Such an intense look from cats can be pretty scary. Maybe that’s why you’ve asked yourself why your cat is staring at you. The reasons can be varied – your animal world gives an overview.
Cats have a reputation for being mysterious for a reason. After all, a lot of the behavior that is natural to cats is a bit strange from a human point of view. An example: staring.
Because while we humans have to blink again after a few seconds, cats sometimes seem to be able to keep eye contact uninterrupted. Sometimes it looks downright threatening. But in the vast majority of cases, your pussy’s staring is nothing to worry about.
You might even have trained her to do it yourself – without even realizing it. Cats are actually loners, which is why they rarely feel the urge to establish eye contact. However, cats can learn the behavior if they expect something from it. For example, food or attention, explains the British animal welfare organization “Cats Protection”.

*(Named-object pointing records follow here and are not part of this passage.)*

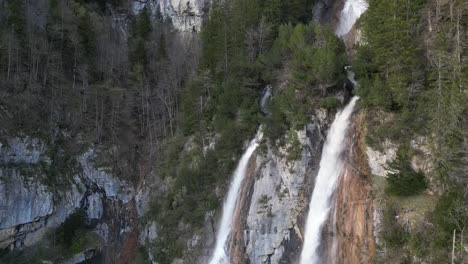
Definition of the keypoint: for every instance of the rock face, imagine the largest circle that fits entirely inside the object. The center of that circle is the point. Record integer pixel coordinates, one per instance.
(270, 216)
(378, 160)
(29, 206)
(353, 217)
(185, 15)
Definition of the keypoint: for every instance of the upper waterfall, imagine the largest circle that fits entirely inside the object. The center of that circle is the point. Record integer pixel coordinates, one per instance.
(331, 165)
(220, 254)
(352, 10)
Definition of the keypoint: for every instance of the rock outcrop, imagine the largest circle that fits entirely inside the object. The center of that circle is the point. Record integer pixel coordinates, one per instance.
(275, 195)
(30, 205)
(354, 239)
(185, 15)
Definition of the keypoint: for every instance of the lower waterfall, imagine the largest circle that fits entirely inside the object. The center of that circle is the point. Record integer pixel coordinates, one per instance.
(331, 165)
(220, 254)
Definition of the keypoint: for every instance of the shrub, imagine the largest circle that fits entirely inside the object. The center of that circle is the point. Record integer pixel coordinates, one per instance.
(404, 181)
(70, 226)
(329, 102)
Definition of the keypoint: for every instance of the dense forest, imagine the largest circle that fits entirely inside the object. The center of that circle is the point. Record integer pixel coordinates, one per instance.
(81, 73)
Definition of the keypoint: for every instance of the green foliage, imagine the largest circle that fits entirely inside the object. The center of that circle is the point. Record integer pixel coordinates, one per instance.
(404, 181)
(329, 102)
(393, 233)
(294, 146)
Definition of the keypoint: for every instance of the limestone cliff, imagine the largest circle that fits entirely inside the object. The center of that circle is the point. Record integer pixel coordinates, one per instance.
(354, 202)
(31, 206)
(185, 15)
(270, 214)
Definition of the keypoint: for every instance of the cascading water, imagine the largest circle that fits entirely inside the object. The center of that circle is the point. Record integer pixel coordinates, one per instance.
(352, 10)
(220, 254)
(331, 165)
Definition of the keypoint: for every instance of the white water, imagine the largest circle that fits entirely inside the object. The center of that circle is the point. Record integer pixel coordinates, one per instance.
(220, 254)
(331, 165)
(352, 10)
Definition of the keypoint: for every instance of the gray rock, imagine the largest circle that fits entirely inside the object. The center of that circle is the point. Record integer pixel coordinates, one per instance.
(276, 202)
(185, 15)
(21, 201)
(94, 208)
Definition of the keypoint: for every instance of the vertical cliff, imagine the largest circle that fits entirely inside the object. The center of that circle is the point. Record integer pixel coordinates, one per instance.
(354, 207)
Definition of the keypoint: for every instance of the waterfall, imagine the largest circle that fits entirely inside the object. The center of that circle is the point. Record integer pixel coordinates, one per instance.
(220, 254)
(352, 10)
(331, 165)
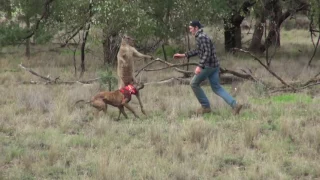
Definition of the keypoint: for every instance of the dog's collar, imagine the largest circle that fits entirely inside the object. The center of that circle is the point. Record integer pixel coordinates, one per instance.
(129, 88)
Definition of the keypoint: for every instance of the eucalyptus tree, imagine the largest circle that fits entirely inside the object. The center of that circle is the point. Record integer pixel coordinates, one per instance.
(25, 18)
(232, 12)
(314, 28)
(275, 12)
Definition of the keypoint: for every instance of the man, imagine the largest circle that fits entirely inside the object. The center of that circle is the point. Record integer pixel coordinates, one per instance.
(208, 68)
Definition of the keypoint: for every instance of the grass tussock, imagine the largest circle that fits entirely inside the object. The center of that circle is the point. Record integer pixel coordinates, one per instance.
(43, 135)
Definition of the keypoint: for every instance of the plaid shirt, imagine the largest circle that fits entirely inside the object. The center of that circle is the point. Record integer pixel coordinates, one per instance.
(205, 49)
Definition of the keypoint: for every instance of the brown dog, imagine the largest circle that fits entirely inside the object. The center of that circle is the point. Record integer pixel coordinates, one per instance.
(119, 98)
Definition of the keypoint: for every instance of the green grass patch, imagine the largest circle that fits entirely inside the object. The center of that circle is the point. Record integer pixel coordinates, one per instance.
(292, 98)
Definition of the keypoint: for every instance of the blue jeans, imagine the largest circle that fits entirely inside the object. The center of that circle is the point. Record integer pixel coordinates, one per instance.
(213, 75)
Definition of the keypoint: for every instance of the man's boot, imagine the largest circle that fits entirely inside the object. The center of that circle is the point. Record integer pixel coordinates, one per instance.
(236, 109)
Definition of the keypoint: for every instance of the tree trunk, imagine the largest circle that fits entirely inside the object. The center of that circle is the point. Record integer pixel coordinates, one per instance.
(232, 35)
(28, 39)
(83, 45)
(255, 45)
(164, 52)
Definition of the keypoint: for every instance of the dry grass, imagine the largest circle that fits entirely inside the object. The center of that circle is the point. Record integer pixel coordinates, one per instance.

For example, if you have fed or petted your cat in the past when she was looking for your gaze, she may now associate the staring with these positive experiences. Cats meow for the same reason.

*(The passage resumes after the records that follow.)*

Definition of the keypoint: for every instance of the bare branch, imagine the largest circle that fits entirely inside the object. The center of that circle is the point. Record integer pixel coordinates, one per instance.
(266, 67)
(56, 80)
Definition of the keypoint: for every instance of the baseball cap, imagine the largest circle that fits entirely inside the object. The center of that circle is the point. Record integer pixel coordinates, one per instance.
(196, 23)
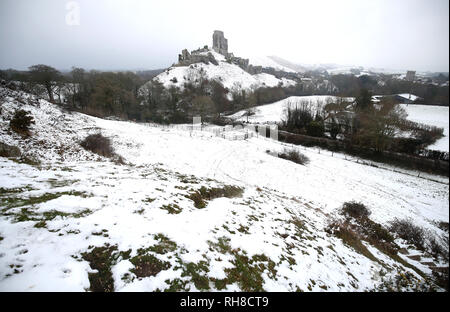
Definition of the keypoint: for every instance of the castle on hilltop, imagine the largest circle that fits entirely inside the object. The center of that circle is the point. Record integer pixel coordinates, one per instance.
(203, 55)
(220, 45)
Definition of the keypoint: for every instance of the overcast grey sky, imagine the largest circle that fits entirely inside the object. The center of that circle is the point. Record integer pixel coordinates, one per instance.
(146, 34)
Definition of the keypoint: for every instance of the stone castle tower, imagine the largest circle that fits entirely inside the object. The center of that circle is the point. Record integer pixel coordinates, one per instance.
(220, 43)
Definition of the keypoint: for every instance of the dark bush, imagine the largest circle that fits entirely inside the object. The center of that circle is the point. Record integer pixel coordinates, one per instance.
(355, 209)
(406, 230)
(315, 128)
(98, 144)
(9, 150)
(295, 156)
(21, 121)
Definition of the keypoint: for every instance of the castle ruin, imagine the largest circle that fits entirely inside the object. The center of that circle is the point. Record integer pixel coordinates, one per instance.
(220, 43)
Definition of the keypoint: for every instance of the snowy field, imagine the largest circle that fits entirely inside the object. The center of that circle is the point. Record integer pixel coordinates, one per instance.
(427, 114)
(431, 115)
(230, 75)
(55, 215)
(274, 112)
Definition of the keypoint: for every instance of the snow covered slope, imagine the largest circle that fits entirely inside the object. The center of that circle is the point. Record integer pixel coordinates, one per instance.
(274, 112)
(65, 218)
(266, 61)
(229, 75)
(431, 115)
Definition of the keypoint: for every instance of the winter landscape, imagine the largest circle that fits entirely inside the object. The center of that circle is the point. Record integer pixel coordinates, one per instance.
(221, 173)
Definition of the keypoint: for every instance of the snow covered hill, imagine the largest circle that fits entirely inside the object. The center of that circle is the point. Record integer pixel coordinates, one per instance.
(270, 113)
(230, 75)
(77, 221)
(434, 116)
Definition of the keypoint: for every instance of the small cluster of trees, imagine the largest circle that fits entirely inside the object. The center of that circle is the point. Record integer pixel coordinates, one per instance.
(350, 85)
(361, 123)
(304, 118)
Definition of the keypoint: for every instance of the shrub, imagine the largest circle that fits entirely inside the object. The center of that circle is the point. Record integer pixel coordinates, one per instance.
(295, 156)
(406, 230)
(98, 144)
(355, 209)
(203, 194)
(21, 121)
(9, 150)
(315, 128)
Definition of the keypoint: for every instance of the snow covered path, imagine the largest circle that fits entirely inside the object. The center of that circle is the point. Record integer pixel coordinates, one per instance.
(76, 217)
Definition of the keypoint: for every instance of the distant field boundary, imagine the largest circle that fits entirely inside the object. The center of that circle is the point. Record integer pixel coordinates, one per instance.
(398, 159)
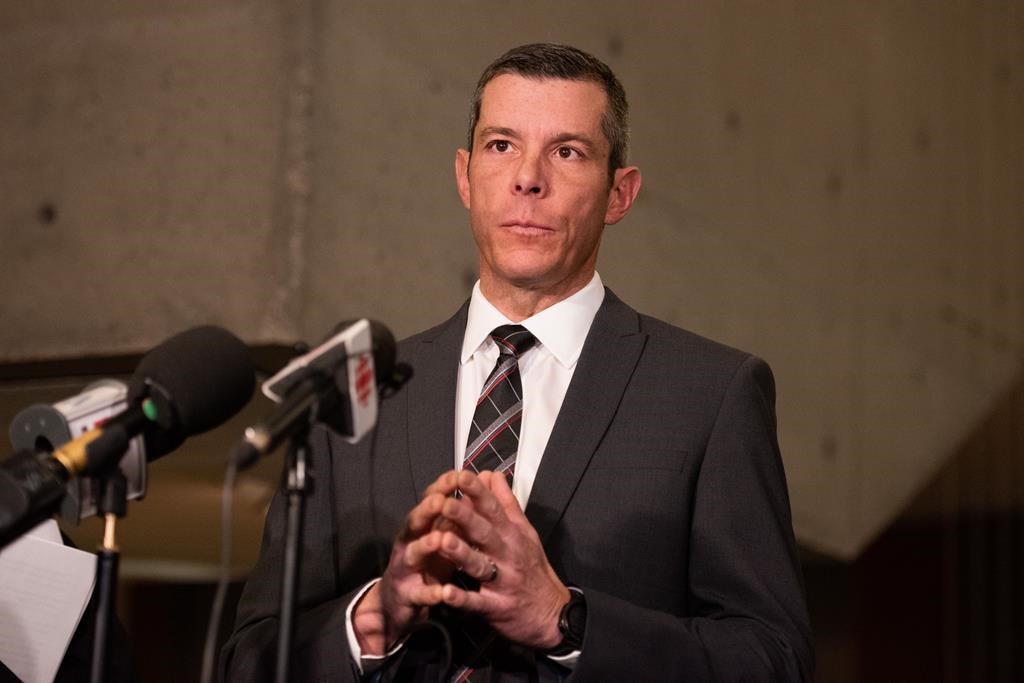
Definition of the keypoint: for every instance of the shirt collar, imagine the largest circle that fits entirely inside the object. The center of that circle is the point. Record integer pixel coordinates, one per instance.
(561, 328)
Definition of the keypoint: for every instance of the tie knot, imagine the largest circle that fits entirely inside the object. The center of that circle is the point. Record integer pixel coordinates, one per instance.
(512, 339)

Your Cat Stares at You Out of Affection
Intense eye contact is also a good sign of your relationship: Cats are less likely to exchange long glances with someone they don’t trust. Special honor: if your cat blinks slowly while doing this. Because that means something like “I love you” in cat language.

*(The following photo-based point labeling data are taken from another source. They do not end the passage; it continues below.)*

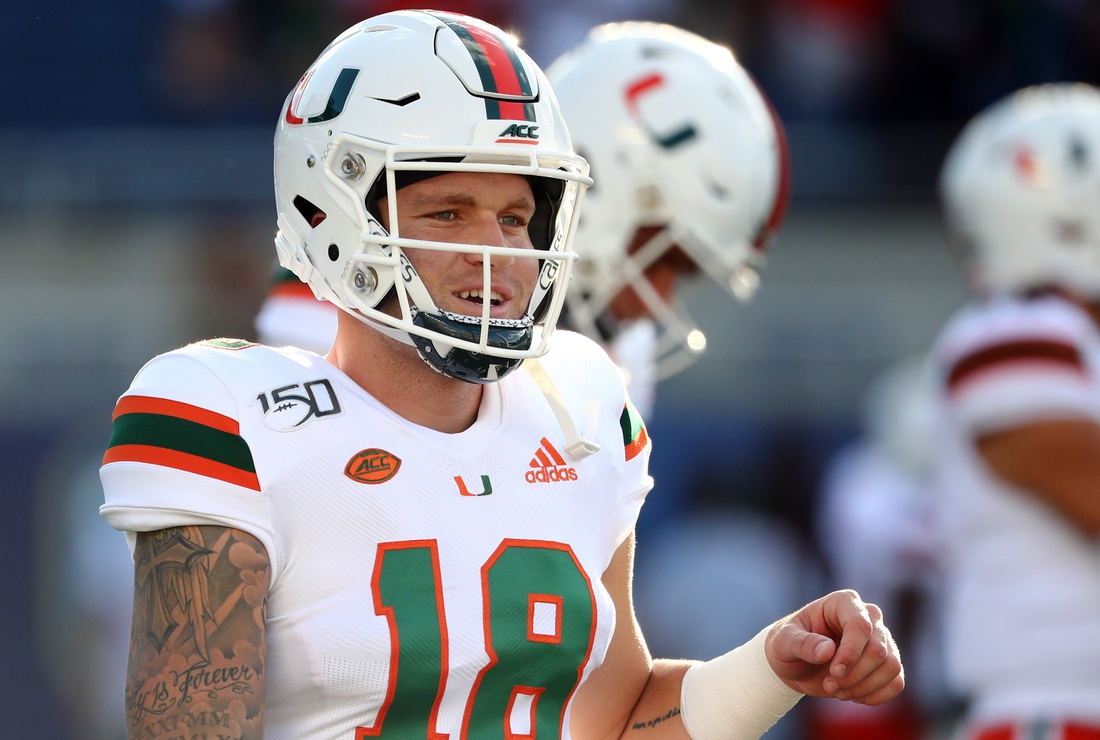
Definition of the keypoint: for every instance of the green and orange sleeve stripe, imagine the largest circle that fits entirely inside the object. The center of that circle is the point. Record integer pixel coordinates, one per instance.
(634, 431)
(183, 437)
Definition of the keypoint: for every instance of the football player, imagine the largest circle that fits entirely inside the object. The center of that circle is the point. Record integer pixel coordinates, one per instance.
(1020, 462)
(693, 176)
(411, 537)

The behavior is usually not worrying. However, if your cat never actually stares and suddenly starts staring, you should talk to your veterinarian about it to rule out any health problems.
In addition to this positive state of mind, staring can also indicate other emotional states. Therefore, you should take into account the entire body language in your analysis. It can provide information about whether the cat is currently happy, angry, or scared, explains veterinarian Wailani Sung at “PetMD”.
Is your cat relaxed and blinking in between? Then she’s probably satisfied. It looks different when the body is tense, the pupils dilated and the ears leaning sideways. Then the stare can be seen as a warning: the cat is on the alert and wants to be left alone.
Recognize Fearful Stare
Does your cat duck and maybe even hide under the couch while staring at you? Then she seems to be afraid of something. This can be triggered, for example, by loud noises in or in front of the house. Then it can help to calm down yourself first to signal your cat that he is safe.
By the way: If your cat is staring at another kitty rather than you, it is typically to express its superiority. Just like staring at people, it can happen that your cat barely blinks.
There are very practical reasons for this: As predators, the kitties must of course be able to keep a close eye on their prey. Cats naturally want to keep a close eye on their environment – and you are a very important part of their environment, and by the way also a food supplier.